Reputation: 7681
I want to download a compressed file from a URL using libcurl C API. I have the following code:
// CurlGet.h
#include <cstddef>
#include <cstdlib>
#include <cstring>
#include <curl/curl.h>
struct memory {
char *response;
size_t size;
};
size_t callBackWrite(void *data, size_t size, size_t nmemb, void *userp) {
size_t written = fwrite(data, size, nmemb, (FILE *) userp);
return written;
}
int curlGetC(const char *url, const char* output_filename) {
CURL *curl_handle;
curl_global_init(CURL_GLOBAL_ALL);
/* init the curl session */
curl_handle = curl_easy_init();
if (!curl_handle) {
throw std::logic_error("You no curl");
}
/* set URL to get here */
curl_easy_setopt(curl_handle, CURLOPT_URL, url);
/* Switch on full protocol/debug output while testing */
curl_easy_setopt(curl_handle, CURLOPT_VERBOSE, 1L);
/* disable progress meter, set to 0L to enable it */
curl_easy_setopt(curl_handle, CURLOPT_NOPROGRESS, 0L);
/* send all data to this function */
curl_easy_setopt(curl_handle, CURLOPT_WRITEFUNCTION, callBackWrite);
/* open the file */
FILE *f = fopen(output_filename, "wb");
if (!f) {
throw std::invalid_argument("You no got file");
}
/* write the page body to this file handle */
curl_easy_setopt(curl_handle, CURLOPT_WRITEDATA, f);
/* get it! */
curl_easy_perform(curl_handle);
/* close the header file */
fclose(f);
/* cleanup curl stuff */
curl_easy_cleanup(curl_handle);
curl_global_cleanup();
return 0;
}
Then using this code to download a web page works as expected but downloading an omex
file (which is actually just a zip
file with the omex extension name) does not:
#include "CurlGet.h"
#include <iostream>
// works as expected
std::string url1 = "https://isocpp.org/wiki/faq/mixing-c-and-cpp";
std::string output_filename1 = "/mnt/d/libsemsim/semsim/example.html";
curlGetC(url1_.c_str(), output_filename1_.c_str());
// downloaded file is 0 bytes.
std::string url2 = "https://auckland.figshare.com/ndownloader/files/17432333";
std::string output_filename2 = "/mnt/d/libsemsim/semsim/example.omex";
curlGetC(url2_.c_str(), output_filename2_.c_str());
Could anybody suggest how to modify my code to get it to download the compressed file?

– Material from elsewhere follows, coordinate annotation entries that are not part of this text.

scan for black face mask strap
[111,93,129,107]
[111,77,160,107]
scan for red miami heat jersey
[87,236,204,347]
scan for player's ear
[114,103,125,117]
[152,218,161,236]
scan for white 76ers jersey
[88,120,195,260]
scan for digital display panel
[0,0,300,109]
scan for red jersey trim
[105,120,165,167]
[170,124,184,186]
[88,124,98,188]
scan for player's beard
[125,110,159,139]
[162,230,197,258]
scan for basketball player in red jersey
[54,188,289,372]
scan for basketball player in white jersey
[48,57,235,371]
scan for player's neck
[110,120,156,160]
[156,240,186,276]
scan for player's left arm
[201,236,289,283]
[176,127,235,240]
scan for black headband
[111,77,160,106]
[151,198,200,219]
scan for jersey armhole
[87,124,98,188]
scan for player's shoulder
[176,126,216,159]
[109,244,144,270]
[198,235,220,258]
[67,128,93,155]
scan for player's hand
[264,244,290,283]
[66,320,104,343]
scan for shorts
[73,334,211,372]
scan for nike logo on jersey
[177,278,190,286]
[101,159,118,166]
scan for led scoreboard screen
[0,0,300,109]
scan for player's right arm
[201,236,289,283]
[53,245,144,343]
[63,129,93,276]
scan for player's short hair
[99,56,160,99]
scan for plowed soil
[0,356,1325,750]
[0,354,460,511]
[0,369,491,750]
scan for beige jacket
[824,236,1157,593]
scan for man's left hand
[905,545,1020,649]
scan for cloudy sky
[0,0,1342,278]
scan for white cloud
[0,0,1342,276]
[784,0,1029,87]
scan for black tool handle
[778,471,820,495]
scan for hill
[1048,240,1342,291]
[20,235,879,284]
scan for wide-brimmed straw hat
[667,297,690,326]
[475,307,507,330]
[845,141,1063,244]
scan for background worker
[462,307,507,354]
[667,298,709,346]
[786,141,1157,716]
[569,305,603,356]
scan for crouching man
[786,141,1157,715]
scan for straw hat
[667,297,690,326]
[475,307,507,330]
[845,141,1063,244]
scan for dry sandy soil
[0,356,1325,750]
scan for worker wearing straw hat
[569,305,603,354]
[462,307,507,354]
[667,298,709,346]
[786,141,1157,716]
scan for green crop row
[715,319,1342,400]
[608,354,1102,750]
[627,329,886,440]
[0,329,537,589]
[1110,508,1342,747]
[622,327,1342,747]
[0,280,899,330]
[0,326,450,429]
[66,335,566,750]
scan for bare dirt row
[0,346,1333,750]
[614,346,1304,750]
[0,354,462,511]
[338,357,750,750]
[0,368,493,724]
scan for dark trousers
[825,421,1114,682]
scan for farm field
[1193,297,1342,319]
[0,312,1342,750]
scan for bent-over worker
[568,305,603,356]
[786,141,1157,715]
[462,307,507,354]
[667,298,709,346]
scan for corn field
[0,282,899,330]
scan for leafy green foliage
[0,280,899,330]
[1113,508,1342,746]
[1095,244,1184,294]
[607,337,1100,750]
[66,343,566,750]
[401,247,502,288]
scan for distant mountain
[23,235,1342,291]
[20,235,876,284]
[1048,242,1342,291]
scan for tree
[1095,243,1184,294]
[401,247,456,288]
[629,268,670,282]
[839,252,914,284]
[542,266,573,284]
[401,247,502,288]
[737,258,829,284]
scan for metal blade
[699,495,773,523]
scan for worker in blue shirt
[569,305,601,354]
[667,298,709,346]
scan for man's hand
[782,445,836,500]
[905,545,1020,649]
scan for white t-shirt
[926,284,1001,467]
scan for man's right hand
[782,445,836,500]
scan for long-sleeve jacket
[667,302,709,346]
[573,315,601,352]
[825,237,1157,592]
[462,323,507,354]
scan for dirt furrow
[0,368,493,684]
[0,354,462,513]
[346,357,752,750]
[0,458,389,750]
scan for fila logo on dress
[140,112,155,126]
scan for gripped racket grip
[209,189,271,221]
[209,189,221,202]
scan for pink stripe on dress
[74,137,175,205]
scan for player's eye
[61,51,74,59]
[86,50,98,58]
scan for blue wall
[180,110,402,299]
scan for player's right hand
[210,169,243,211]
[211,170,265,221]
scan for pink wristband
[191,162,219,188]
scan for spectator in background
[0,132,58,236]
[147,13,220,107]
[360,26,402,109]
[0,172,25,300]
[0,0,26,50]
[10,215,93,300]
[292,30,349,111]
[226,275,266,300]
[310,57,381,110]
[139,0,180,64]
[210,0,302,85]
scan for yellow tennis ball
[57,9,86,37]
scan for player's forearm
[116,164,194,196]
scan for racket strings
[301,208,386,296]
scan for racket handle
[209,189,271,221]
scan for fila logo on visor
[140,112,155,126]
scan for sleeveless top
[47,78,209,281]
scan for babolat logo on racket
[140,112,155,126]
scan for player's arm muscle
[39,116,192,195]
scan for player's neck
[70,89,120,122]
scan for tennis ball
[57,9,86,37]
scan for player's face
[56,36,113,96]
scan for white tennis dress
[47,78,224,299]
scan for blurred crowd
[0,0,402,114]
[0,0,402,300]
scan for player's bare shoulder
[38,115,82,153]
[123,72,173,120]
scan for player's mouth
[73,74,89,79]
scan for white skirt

% Total % Received % Xferd Average Speed Time Time Time Current
Dload Upload Total Spent Left Speed
0 0 0 0 0 0 0 0 --:--:-- --:--:-- --:--:-- 0* Trying 52.48.88.255...
* TCP_NODELAY set
* Connected to auckland.figshare.com (52.48.88.255) port 443 (#0)
* ALPN, offering http/1.1
* successfully set certificate verify locations:
* CAfile: /etc/ssl/certs/ca-certificates.crt
CApath: /etc/ssl/certs
* SSL connection using TLSv1.2 / ECDHE-RSA-AES128-GCM-SHA256
* ALPN, server accepted to use http/1.1
* Server certificate:
* subject: C=GB; L=London; O=figshare LLP; CN=*.figshare.com
* start date: Mar 20 00:00:00 2019 GMT
* expire date: Jul 9 12:00:00 2020 GMT
* subjectAltName: host "auckland.figshare.com" matched cert's "*.figshare.com"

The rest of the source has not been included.